Rain threatens families living in Sana’a slums

Stories of children & their families affected by torrential rains

Mohammed Al-Jaradi
Photo from Al-Kharayeb slum in Madbah, Sana’a, Yemen.
Motaz Fuad/UNICEF Yemen/2020
14 November 2020

There is no other shelter for 30-year-old Amal Maqbool Al-Marwi and her six children as the house they live in is old an in danger of falling at any minute as a result of the heavy rains. They all live in an Al-Kharayeb or slums in Madbah, Sana’a", Yemen. Amal fled her hometown Sa’ada because of the heaving bombing.

Amal says: "I am not sure if my children and I will be safe if we continue to live in this place - she points at a room of three and a half meters high and two meters wide. She sleeps in this room with her children. There is also a kitchen and a living room where deep cracks show. In the corners of the rooms, one can see rain is leaking into the house. These houses are no longer suitable for human living.

Amal adds, "We live in terror and insecurity, and at a moment we expect walls and roofs to fall at any time.”

The upper part of the house was damaged by the heavy rain in July.

“one day, in the middle of the night, we ran to the first floor as we heard the sound of cracks as the rain was pouring heavily. The ceiling fell down as a result!,” Amal says. The next day, Amal and her family had to leave the house with her family. They sought shelter in the house of her husband’s relatives.  Yet, they couldn’t stay there for a long time not to be a burden on the hosting family. So they went back to our home despite the fear of the house to collapse at hour heads at any time.

“Where else can we go?!”

Amal and her children are one of 180 affected families, and the torrents are in Al-Kharayeb neighbourhood, the old village of Madhbah, Sana’a, Yemen.

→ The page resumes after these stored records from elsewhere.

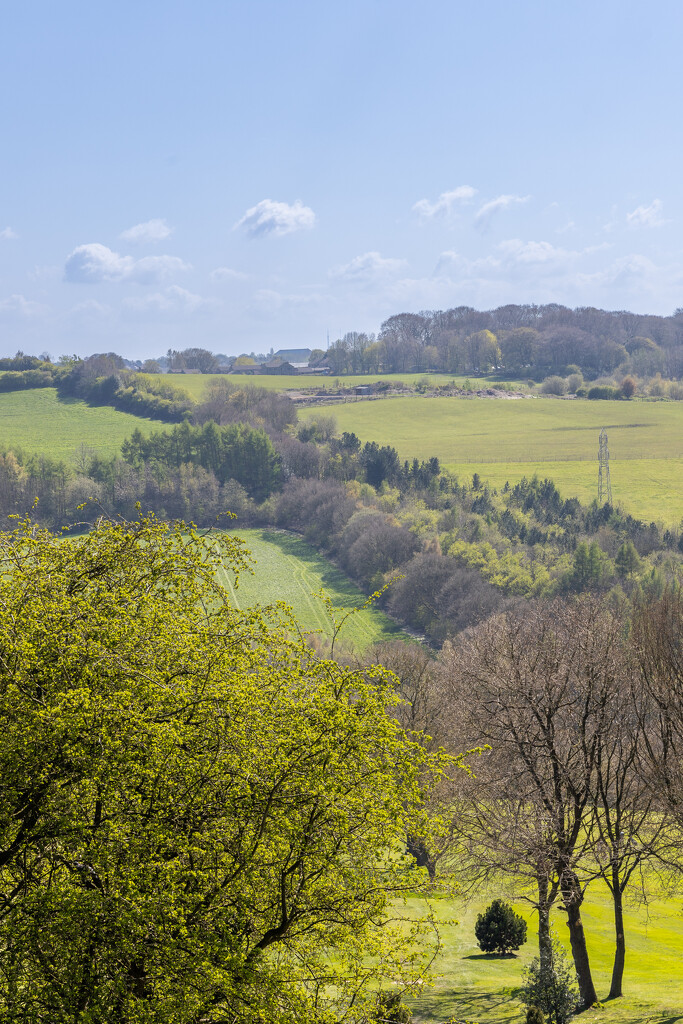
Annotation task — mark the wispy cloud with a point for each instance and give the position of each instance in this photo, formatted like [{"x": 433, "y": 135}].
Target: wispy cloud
[
  {"x": 368, "y": 268},
  {"x": 172, "y": 300},
  {"x": 95, "y": 263},
  {"x": 445, "y": 203},
  {"x": 646, "y": 216},
  {"x": 269, "y": 217},
  {"x": 494, "y": 206},
  {"x": 147, "y": 232},
  {"x": 18, "y": 305},
  {"x": 226, "y": 273}
]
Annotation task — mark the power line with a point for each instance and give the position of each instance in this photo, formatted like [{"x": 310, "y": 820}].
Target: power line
[{"x": 604, "y": 483}]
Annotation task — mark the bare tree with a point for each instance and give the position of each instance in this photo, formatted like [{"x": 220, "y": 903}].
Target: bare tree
[
  {"x": 630, "y": 824},
  {"x": 537, "y": 687}
]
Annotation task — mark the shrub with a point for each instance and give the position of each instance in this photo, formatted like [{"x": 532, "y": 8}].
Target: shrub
[
  {"x": 551, "y": 988},
  {"x": 628, "y": 387},
  {"x": 390, "y": 1007},
  {"x": 554, "y": 385},
  {"x": 604, "y": 391},
  {"x": 499, "y": 929}
]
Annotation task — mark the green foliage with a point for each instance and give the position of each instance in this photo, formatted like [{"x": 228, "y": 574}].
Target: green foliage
[
  {"x": 604, "y": 391},
  {"x": 499, "y": 929},
  {"x": 198, "y": 816},
  {"x": 506, "y": 440},
  {"x": 627, "y": 561},
  {"x": 289, "y": 569},
  {"x": 233, "y": 452},
  {"x": 552, "y": 986},
  {"x": 390, "y": 1009}
]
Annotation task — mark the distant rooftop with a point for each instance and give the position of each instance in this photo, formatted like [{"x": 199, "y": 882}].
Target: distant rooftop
[{"x": 293, "y": 354}]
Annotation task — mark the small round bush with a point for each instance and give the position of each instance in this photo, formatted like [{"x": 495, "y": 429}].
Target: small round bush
[{"x": 499, "y": 929}]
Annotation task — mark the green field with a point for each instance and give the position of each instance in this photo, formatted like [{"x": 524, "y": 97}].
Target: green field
[
  {"x": 505, "y": 439},
  {"x": 473, "y": 986},
  {"x": 40, "y": 422},
  {"x": 195, "y": 384},
  {"x": 289, "y": 569}
]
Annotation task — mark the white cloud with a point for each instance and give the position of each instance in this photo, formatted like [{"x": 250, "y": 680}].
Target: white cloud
[
  {"x": 94, "y": 263},
  {"x": 368, "y": 268},
  {"x": 226, "y": 273},
  {"x": 18, "y": 305},
  {"x": 485, "y": 212},
  {"x": 172, "y": 300},
  {"x": 152, "y": 269},
  {"x": 269, "y": 217},
  {"x": 92, "y": 308},
  {"x": 516, "y": 251},
  {"x": 147, "y": 232},
  {"x": 626, "y": 271},
  {"x": 444, "y": 204},
  {"x": 266, "y": 303},
  {"x": 646, "y": 216}
]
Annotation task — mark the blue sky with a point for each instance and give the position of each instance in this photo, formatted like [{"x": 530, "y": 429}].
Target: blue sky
[{"x": 255, "y": 174}]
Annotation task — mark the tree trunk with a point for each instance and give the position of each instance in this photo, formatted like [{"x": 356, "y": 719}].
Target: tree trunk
[
  {"x": 545, "y": 944},
  {"x": 572, "y": 898},
  {"x": 417, "y": 847},
  {"x": 620, "y": 951}
]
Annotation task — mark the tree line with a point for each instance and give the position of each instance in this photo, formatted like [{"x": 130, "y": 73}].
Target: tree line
[
  {"x": 518, "y": 340},
  {"x": 455, "y": 550},
  {"x": 580, "y": 711}
]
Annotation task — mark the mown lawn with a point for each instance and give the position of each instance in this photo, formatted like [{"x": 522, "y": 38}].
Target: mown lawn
[
  {"x": 39, "y": 422},
  {"x": 472, "y": 986},
  {"x": 505, "y": 439},
  {"x": 289, "y": 569}
]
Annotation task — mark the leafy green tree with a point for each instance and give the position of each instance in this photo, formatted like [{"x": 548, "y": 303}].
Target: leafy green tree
[
  {"x": 499, "y": 929},
  {"x": 199, "y": 819},
  {"x": 627, "y": 561},
  {"x": 551, "y": 987}
]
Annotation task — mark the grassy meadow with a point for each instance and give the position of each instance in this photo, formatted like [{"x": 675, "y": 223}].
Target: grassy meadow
[
  {"x": 289, "y": 569},
  {"x": 39, "y": 422},
  {"x": 505, "y": 439},
  {"x": 195, "y": 384},
  {"x": 473, "y": 986}
]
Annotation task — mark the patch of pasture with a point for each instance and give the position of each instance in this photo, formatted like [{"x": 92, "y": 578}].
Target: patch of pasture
[
  {"x": 38, "y": 422},
  {"x": 505, "y": 439},
  {"x": 289, "y": 569},
  {"x": 195, "y": 384},
  {"x": 474, "y": 986}
]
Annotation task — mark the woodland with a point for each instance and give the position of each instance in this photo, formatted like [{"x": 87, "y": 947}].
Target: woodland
[{"x": 208, "y": 816}]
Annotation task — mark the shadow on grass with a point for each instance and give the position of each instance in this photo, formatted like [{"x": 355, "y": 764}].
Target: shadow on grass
[
  {"x": 491, "y": 956},
  {"x": 466, "y": 1004}
]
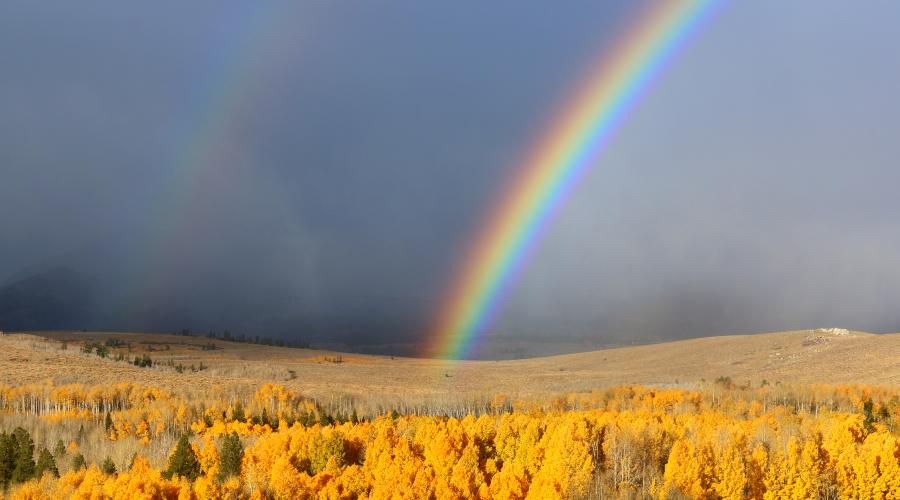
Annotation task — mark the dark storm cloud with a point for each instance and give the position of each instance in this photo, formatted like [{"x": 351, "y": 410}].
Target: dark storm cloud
[{"x": 751, "y": 190}]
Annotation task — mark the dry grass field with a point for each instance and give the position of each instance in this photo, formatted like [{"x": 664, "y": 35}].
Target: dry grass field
[
  {"x": 797, "y": 357},
  {"x": 776, "y": 415}
]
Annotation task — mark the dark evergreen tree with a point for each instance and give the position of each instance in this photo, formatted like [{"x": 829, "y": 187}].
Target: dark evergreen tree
[
  {"x": 230, "y": 456},
  {"x": 7, "y": 458},
  {"x": 45, "y": 463},
  {"x": 108, "y": 467},
  {"x": 183, "y": 461},
  {"x": 237, "y": 413},
  {"x": 23, "y": 469},
  {"x": 60, "y": 449}
]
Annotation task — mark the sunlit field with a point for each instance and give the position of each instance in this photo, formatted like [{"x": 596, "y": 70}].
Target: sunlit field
[
  {"x": 356, "y": 250},
  {"x": 721, "y": 437}
]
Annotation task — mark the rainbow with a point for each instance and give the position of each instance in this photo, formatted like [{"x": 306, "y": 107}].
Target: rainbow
[
  {"x": 203, "y": 144},
  {"x": 570, "y": 146}
]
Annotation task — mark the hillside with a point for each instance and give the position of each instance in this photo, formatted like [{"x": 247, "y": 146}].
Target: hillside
[{"x": 810, "y": 356}]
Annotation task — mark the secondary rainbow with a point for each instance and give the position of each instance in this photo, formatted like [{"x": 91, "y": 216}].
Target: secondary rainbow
[{"x": 570, "y": 145}]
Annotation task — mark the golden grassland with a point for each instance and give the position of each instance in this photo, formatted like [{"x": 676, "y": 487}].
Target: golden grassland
[{"x": 765, "y": 416}]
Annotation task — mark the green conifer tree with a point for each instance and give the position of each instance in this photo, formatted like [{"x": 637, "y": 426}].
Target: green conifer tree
[
  {"x": 108, "y": 467},
  {"x": 23, "y": 469},
  {"x": 183, "y": 461},
  {"x": 46, "y": 463},
  {"x": 230, "y": 457},
  {"x": 7, "y": 458}
]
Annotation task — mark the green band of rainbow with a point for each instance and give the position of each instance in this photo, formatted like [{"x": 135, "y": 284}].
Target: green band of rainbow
[{"x": 570, "y": 146}]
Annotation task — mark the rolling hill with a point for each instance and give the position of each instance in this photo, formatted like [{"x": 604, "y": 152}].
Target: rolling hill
[{"x": 830, "y": 356}]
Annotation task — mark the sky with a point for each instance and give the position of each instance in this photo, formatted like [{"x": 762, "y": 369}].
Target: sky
[{"x": 315, "y": 170}]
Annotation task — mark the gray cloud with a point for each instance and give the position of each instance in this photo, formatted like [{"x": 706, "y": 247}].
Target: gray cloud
[{"x": 358, "y": 147}]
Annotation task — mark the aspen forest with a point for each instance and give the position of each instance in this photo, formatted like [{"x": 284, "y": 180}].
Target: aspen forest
[{"x": 718, "y": 440}]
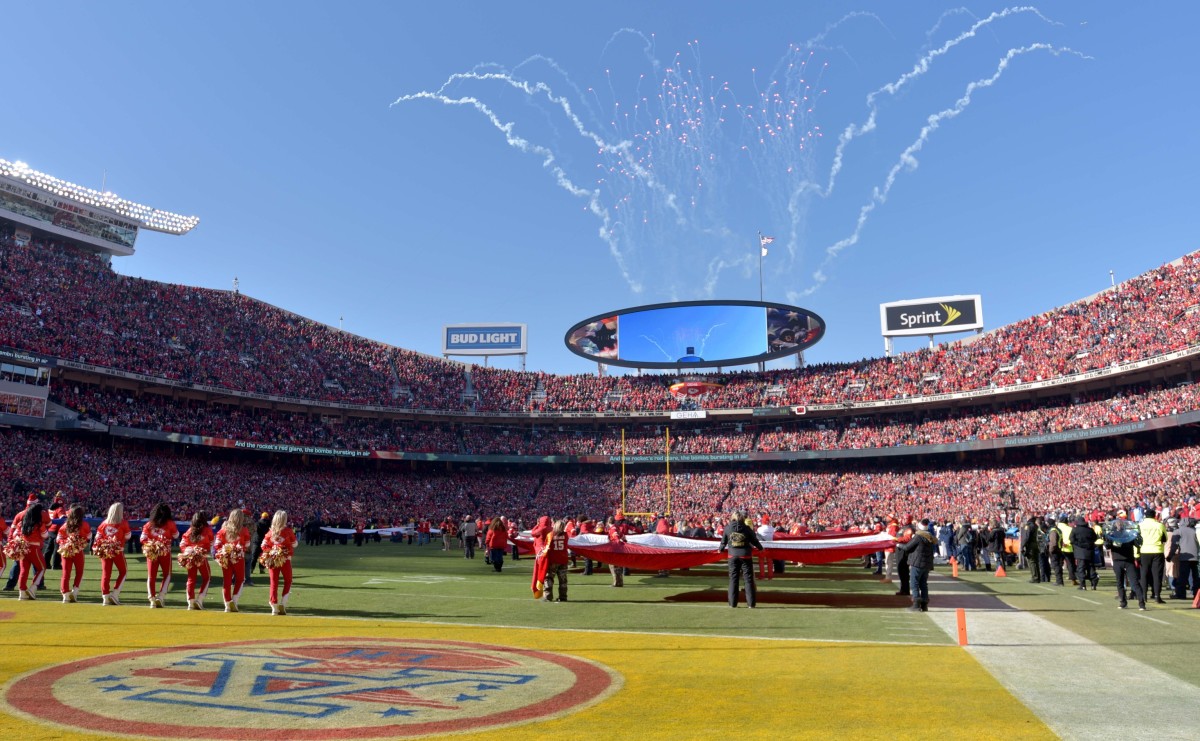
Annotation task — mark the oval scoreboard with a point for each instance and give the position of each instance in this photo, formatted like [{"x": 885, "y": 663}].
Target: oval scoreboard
[{"x": 695, "y": 335}]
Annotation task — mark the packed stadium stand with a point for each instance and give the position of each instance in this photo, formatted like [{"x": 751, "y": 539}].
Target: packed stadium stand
[{"x": 208, "y": 398}]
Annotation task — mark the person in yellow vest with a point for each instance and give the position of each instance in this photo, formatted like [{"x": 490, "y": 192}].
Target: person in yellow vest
[
  {"x": 1066, "y": 552},
  {"x": 1153, "y": 536}
]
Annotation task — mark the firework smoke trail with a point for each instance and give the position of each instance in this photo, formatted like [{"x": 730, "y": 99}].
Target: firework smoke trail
[
  {"x": 907, "y": 158},
  {"x": 857, "y": 130},
  {"x": 655, "y": 343},
  {"x": 673, "y": 155}
]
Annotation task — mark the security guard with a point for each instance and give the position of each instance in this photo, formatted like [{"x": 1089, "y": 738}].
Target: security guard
[
  {"x": 1066, "y": 550},
  {"x": 1153, "y": 536}
]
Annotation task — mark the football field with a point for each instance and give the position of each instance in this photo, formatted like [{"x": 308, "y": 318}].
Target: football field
[{"x": 395, "y": 640}]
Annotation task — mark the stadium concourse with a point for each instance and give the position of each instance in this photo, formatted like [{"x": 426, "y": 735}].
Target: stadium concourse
[{"x": 209, "y": 399}]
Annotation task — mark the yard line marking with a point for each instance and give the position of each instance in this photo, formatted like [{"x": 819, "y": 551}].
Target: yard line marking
[
  {"x": 1015, "y": 646},
  {"x": 1149, "y": 618}
]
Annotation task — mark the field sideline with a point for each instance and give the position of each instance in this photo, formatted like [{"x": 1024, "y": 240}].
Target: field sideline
[{"x": 391, "y": 640}]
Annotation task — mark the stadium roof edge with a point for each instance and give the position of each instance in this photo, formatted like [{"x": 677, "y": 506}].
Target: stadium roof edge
[{"x": 147, "y": 217}]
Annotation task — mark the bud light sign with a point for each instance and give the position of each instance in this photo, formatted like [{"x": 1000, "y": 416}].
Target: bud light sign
[{"x": 484, "y": 339}]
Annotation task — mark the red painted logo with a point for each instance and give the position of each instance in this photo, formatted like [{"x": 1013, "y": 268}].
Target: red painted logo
[{"x": 323, "y": 688}]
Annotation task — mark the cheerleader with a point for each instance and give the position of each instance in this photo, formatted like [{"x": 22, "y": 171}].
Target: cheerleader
[
  {"x": 193, "y": 555},
  {"x": 156, "y": 536},
  {"x": 72, "y": 541},
  {"x": 279, "y": 544},
  {"x": 30, "y": 529},
  {"x": 109, "y": 548},
  {"x": 4, "y": 560},
  {"x": 231, "y": 553}
]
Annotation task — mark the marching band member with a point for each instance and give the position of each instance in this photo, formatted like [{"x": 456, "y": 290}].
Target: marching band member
[
  {"x": 156, "y": 537},
  {"x": 231, "y": 553},
  {"x": 109, "y": 548},
  {"x": 193, "y": 555},
  {"x": 279, "y": 546},
  {"x": 72, "y": 542}
]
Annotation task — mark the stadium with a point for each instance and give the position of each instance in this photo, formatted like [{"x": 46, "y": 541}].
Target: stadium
[{"x": 118, "y": 389}]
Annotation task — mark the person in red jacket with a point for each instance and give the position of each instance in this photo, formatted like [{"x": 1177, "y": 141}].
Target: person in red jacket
[
  {"x": 4, "y": 529},
  {"x": 30, "y": 528},
  {"x": 195, "y": 547},
  {"x": 550, "y": 541},
  {"x": 279, "y": 546},
  {"x": 617, "y": 531},
  {"x": 109, "y": 548},
  {"x": 497, "y": 542},
  {"x": 231, "y": 553},
  {"x": 72, "y": 542},
  {"x": 156, "y": 537}
]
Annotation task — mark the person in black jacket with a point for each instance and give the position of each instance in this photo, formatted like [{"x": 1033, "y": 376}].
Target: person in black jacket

According to a member of the local council in the district, Abdo Saleh Shaalan, who stressed that most of these families need urgent interventions to save their lives from the imminent danger represented by the fall and ruin of the old houses they inhabit.

Shaalan indicated that there are at least ten families, whose homes have been completely destroyed, and other families who had their hoses partially damaged, so they had to move to their relative's places, while others are now living in tents at the entrance to the neighbourhood.

The sad demise of a family member

The family of 50-year-old Abdullah Ahmad Ali lived in one of the tents set up at the entrance to the Kharayeb neighbourhood, as their house collapsed in August. It happened when the family were in deep sleep at night.

"There were 11 people in the room, including my daughter's husband and my adopted son, it was terrifying as the roofs of fell down on their heads,” says Ali.

Unfortunately, my 25-year-old adopted son Yahya, could not make it. He died after he choked by the dust.

Other families facing the same situation

Since 2015, Abdullah Ahmed and his family of Sa’ada governorate fled the heaving bombing. He comes from the same village of Amal and her family, the Almalahiz area. Their homes were destroyed because of the bombing in 2015.

49-year-old Mahdi Hassan feels no longer safe to sleep in the house, where he has been living for years. He lives in the house with the family of his nephew.

“I prefer to sleep by the entrance as the inside rooms have cracks. So I sleep here, pointing out at the entrance, where I feel safe,” says Hassan who appeals to everyone to help them.